Suddenly one such night he became aware that he could not pray—that in this mood he never prayed. In every other trouble he prayed—felt it the one natural thing to pray! Why not in this? Something must be wrong—terribly wrong!

It was a stormy night; the snow-burdened wind was raving; and Cosmo would have been striding about the room but that now he was in his father's, and dreaded disturbing him. He lay still, with a stone on his heart, for he was now awake to the fact that he could not say, "Thy will be done." He tried sore to lift up his heart, but could not. Something rose ever between him and his God, and beat back his prayer. A thick fog was about him—no air wherewith to make a cry! In his heart not one prayer would come to life; it was like an old nest without bird or egg in it.

It was too terrible! Here was a schism at the very root of his being. The love of things was closer to him than the love of God.
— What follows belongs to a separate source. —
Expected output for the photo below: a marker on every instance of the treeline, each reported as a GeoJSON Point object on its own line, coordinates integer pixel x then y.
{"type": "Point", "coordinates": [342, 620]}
Between him and God rose the rude bulk of a castle of stone! He crept out of bed, laid himself on his face on the floor, and prayed in an agony. The wind roared and howled, but the desolation in his heart made of the storm a mere play of the elements. How few of my readers will understand even the possibility of such a state! How many of them will scorn the idea of it, as that of a man on the high road to insanity!

"God," he cried, "I thought I knew thee, and sought thy will; and I have sought thy will in greater things than this wherein I now lie ashamed before thee. I cannot even pray to thee. But hear thou the deepest will in me, which, thou knowest, must bow before thine, when once thou hast uttered it. Hear the prayer I cannot offer. Be my perfect Father to fulfil the imperfection of thy child. Be God after thy own nature, beyond my feeling, beyond my prayer—according to that will in me which now, for all my trying, refuses to awake and arise from the dead. O Christ, who knowest me better a thousand times than I know myself, whose I am, divinely beyond my notions of thee and me, hear and save me eternally, out of thy eternal might whereby thou didst make me and give thyself to me. Make me strong to yield all to thee. I have no way of confessing thee before men, but in the depth of my thought I would confess thee, yielding everything but the truth, which is thyself; and therefore, even while my heart hangs back, I force my mouth to say the words—TAKE FROM ME WHAT THOU WILT, ONLY MAKE ME CLEAN, PURE, DIVINE. To thee I yield the house and all that is in it. It is thine, not mine. Give it to whom thou wilt. I would have nothing but what thou choosest shall be mine. I have thee, and all things are mine."

Thus he prayed, thus he strove with a reluctant heart, forcing its will by the might of a deeper will, that WOULD be for God and freedom, in spite of the cleaving of his soul to the dust.

Then for a time thought ceased in exhaustion. When it returned, lo! he was in peace, in the heart of a calm unspeakable. How it came he could not tell, for he had not been aware of its approach; but the contest was over, and in a few minutes he was fast asleep—ten times his own because a thousand times another's—one with him whom all men in one could not comprehend, whom yet the heart of every true child lays hold upon and understands.

I would not have it supposed that, although the crisis was past, there was no more stormy weather.

Often it blew a gale—often a blast would come creeping in—almost always in the skirts of the hope that God would never require such a sacrifice of him. But he never again found he could not pray. Recalling the strife and the great peace, he made haste to his master, compelling the refractory slave in his heart to be free, and cry, "Do thy will, not mine." Then would the enemy withdraw, and again he breathed the air of the eternal.

When a man comes to the point that he will no longer receive anything save from the hands of him who has the right to withhold, and in whose giving alone lies the value of possession, then is he approaching the inheritance of the saints in light, of those whose strength is made perfect in weekness. But there are those who for the present it is needless to trouble any more than the chickens about the yard. Their hour will come, and in the meantime they are counted the fortunate ones of the earth.